SEC releases risk alert on investment adviser Marketing Rule

Sep 21, 2022

On Sept. 19, 2022, the SEC released a risk alert on the areas of focus during regulatory examinations related to the new Marketing Rule.

On Sept. 19, 2022, the Securities and Exchange (SEC) Division of Examinations released a risk alert notifying SEC registered investment advisers, including advisers to private funds, of “upcoming review areas during examinations” focused on the new Marketing Rule.

Advisers should consider these areas as they review and update their written policies and procedures, as required by the Advisers Act Rule 206(4)-7, to ensure they are in compliance with the new rule.
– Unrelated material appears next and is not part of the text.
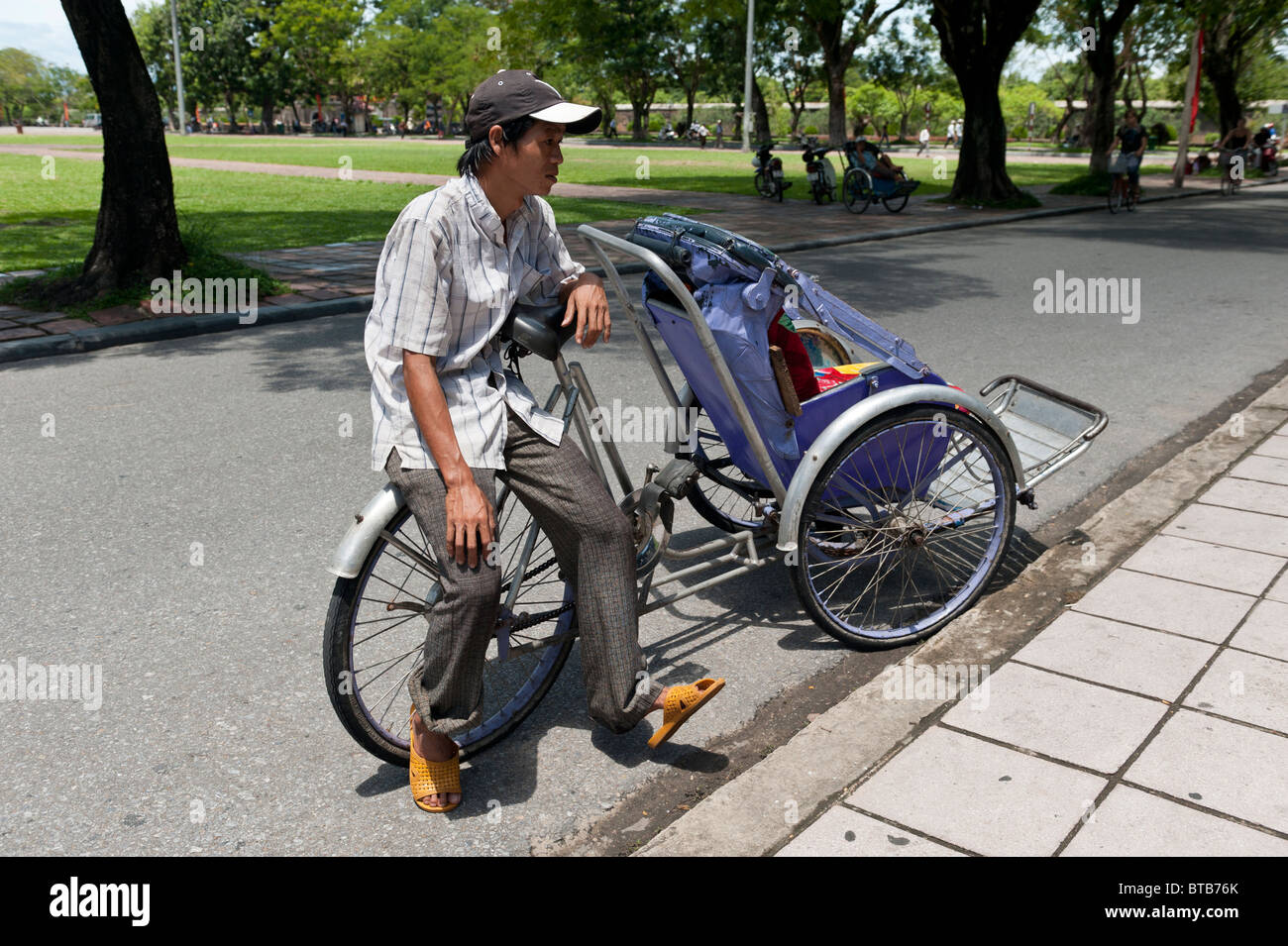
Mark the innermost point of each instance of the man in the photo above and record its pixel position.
(1131, 142)
(449, 420)
(877, 163)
In this blog post, we provide an overview of key takeaways in this risk alert.

The SEC’s Marketing Rule will take effect on Nov. 4, 2022. Investment advisers will no longer adhere to the previous advertising and cash solicitation rules, which have both been replaced by the new rule. The division emphasizes that all advertisements circulated on or after the compliance date are subject to the Marketing Rule, as well as the Books and Records rule. We provided a rundown of key highlights of the 430-page Marketing Rule in a previous post, available here.

We recommend the chief compliance officer (CCO) of all registered investment adviser (RIA) firms review the risk alert, as advisers may face regulatory implications if they violate the new Marketing Rule. 
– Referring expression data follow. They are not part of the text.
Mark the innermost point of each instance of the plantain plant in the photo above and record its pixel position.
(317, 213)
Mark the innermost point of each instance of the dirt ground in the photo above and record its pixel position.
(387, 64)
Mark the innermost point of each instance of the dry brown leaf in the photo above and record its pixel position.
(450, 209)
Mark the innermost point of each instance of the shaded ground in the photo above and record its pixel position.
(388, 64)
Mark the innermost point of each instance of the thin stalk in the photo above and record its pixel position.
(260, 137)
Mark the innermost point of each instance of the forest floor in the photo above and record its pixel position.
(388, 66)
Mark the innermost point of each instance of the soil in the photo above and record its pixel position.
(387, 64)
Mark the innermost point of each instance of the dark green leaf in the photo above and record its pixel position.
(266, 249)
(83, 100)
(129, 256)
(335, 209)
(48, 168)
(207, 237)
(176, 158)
The division shares the specific areas on which they focus, as they conduct initiatives and reviews to ensure compliance with the Marketing Rule. 

Policies and procedures: Investment advisers will be evaluated for how they have updated and implemented their written policies and procedures to reflect the requirements of the new marketing rule and prevent violations. 

Substantiation requirement: The division staff will focus on whether an adviser can substantiate the material claims of fact made in advertisements. The adviser must prove they have a reasonable basis to believe they can substantiate the claim, on demand from the SEC. The division provides examples of how an adviser can prove this, one being to create a record at the same time of the advertisement, demonstrating the basis for the belief. 

Performance advertising requirements: Any forms of performance advertising will be evaluated to ensure it does not include prohibitions, such as statements of gross performance (unless also providing net performance), performance results which didn’t include specific time periods, performance results of investments extracted from a full portfolio without providing (or offering to provide) results from the total portfolio, and hypothetical performance (unless policies and procedures are designed to ensure the performance is relevant to the likely financial situation and investment objectives of the intended audience).

Books and Records: The division will look to ensure advisers are adhering to the amendments of the Books and Records Rule, which were made in conjunction with the Marketing Rule. Advisers must keep records of all advertisements they circulate, including certain internal papers, performance related documents, and documentation of oral advertisements, testimonials, and endorsements. The division also emphasizes the importance of accurately and completely addressing the required marketing questions in their next Form ADV amendment.